CRISIL Reaffirms Lincoln Pharmaceuticals' Credit Rating at 'CRISIL A/Stable' and 'CRISIL A1'
CRISIL has reaffirmed Lincoln Pharmaceuticals' long-term rating at 'CRISIL A/Stable' and short-term rating at 'CRISIL A1' for its Rs 102 crore bank facilities. The company maintains a robust financial profile with zero debt and a healthy net worth of Rs 671 crore as of March 31, 2025. Revenue grew by 14% YoY to Rs 623 crore in FY25, supported by a strong export presence contributing 60-65% of total sales.
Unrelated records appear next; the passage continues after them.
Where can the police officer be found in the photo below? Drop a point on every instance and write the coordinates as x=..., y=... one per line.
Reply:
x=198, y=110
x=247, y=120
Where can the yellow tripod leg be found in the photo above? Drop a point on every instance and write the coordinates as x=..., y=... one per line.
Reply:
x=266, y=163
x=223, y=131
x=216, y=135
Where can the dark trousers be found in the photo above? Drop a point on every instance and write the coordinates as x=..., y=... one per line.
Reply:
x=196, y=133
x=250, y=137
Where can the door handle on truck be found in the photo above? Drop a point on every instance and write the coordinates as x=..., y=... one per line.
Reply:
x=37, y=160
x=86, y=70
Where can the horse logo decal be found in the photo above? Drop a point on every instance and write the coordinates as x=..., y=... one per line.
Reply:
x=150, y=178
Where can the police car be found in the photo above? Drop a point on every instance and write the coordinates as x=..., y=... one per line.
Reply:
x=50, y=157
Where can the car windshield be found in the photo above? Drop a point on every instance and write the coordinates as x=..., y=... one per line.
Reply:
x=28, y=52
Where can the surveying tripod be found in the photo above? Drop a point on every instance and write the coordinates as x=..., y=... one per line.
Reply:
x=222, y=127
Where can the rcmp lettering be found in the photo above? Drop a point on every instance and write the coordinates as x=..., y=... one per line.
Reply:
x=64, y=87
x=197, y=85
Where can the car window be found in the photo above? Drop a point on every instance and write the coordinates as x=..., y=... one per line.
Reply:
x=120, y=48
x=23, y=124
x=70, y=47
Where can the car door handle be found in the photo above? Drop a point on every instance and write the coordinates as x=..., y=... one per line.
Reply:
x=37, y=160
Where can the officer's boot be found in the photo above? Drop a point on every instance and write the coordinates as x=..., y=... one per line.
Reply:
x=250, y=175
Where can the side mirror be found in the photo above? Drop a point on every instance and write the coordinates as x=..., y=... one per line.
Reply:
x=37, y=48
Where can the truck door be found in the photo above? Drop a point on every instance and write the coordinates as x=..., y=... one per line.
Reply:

While the liquidity position is strong with Rs 173.1 crore in liquid investments, investors should monitor the increase in loans to affiliates, which rose to Rs 141 crore.
Key Highlights
CRISIL reaffirmed long-term rating at 'CRISIL A/Stable' and short-term rating at 'CRISIL A1' for Rs 102 crore facilities. Company reported zero debt as of March 31, 2025, with a high interest coverage ratio of 91.01 times. Revenue grew 14% year-on-year to Rs 623.23 crore in FY25, driven by 1,700 registered products. Liquid investments in shares, debentures, and mutual funds stood at Rs 173.1 crore. Loans and advances to affiliates increased to Rs 141 crore from Rs 104 crore in the previous year.
💼 Action for Investors The reaffirmation of ratings and zero-debt status highlights the company's strong solvency and financial health. Investors should remain positive but monitor the rising loans to affiliates and the working capital cycle.